If you are a massive pop culture nerd, you are probably infatuated with all kinds of books, movies, and video games. If you are, then here’s a book I’m sure you’ll get a kick out of.
Ready Player One is a story that takes place in the year 2045, where the world has divulged into utter chaos. A global energy crisis, mass poverty, war, and just about every other bad thing are happening all at once. Although, there is one place people go to escape reality, the OASIS, a massive VRMMORPG where you can be and do anything you want. The creator of the OASIS, James Halliday, has since died and decided to leave his inheritance to whoever can find a hidden “Easter Egg” he put into the game before his death. The contest has the players solve riddles based on 80’s Pop Culture. Our main character, Parzival AKA Wade Watts, has spent the last 5 years searching for the egg as a Gunter(Egg Hunter) before the evil corporation Innovative Online Industries(IOI); which wishes to turn the OASIS into a corporate theme park.
Ready Player One is rated for kids 12+, but I believe this to be far too generous and think that this book shouldn’t be read by anyone who isn’t in High School yet. The book is filled with curse words and inappropriate material. The author, Ernest Cline, is clearly one of the biggest mega nerds in history. Player Ready One book is filled to the brim with 80’s Pop Culture. Off the top of my head, I remember Ladyhawke, WarGames, Ultraman, Monty Python, and Neon Genesis Evangelion. The book won an Alex Award from the American Library Association, the 2011 Prometheus Award, and is currently a New York Time’s Best Seller. This is the first book in a series as Cline recently released the sequel dubbed Ready Player Two. The genre is Sci-Fi, but can also fall under the categories of Dystopian and Pop Culture Fiction. In 2018, it received a film adaptation that was directed by legendary director, Steven Spielberg.
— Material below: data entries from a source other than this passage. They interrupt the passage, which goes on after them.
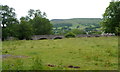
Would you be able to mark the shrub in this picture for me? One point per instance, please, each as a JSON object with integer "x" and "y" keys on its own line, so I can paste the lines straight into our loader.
{"x": 70, "y": 35}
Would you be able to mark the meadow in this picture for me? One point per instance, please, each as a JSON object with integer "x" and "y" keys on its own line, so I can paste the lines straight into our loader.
{"x": 92, "y": 53}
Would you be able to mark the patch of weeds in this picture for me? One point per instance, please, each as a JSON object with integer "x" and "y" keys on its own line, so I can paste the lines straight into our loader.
{"x": 92, "y": 46}
{"x": 98, "y": 45}
{"x": 16, "y": 65}
{"x": 32, "y": 47}
{"x": 37, "y": 64}
{"x": 33, "y": 53}
{"x": 6, "y": 51}
{"x": 53, "y": 47}
{"x": 19, "y": 64}
{"x": 96, "y": 58}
The book dives into the human psyche and explores the human desire to escape reality. Much of the population of the Earth is not in a good situation, so they obviously want to go somewhere where they don’t have to deal with their problems. This reflects a lot of the problems in the world today, as most people prefer to turn a blind eye to problems and live in blissful ignorance. It also shows how some people are willing to do anything to achieve a goal, seen in IOI as they often do immoral acts. While this message is very cliche and played out, it still comes across fairly well. Also, I think that the riddles in the story were a little too cryptic. While not affecting the story, it would have been fun to try to solve the messages yourself, I certainly tried. But they were often very obscure references that needed an encyclopedia’s worth of knowledge to figure out. But all in all, I’d say you should give this a read, regardless if you are a nerd or not. I had a lot of fun reading it, considering I don’t personally enjoy reading books.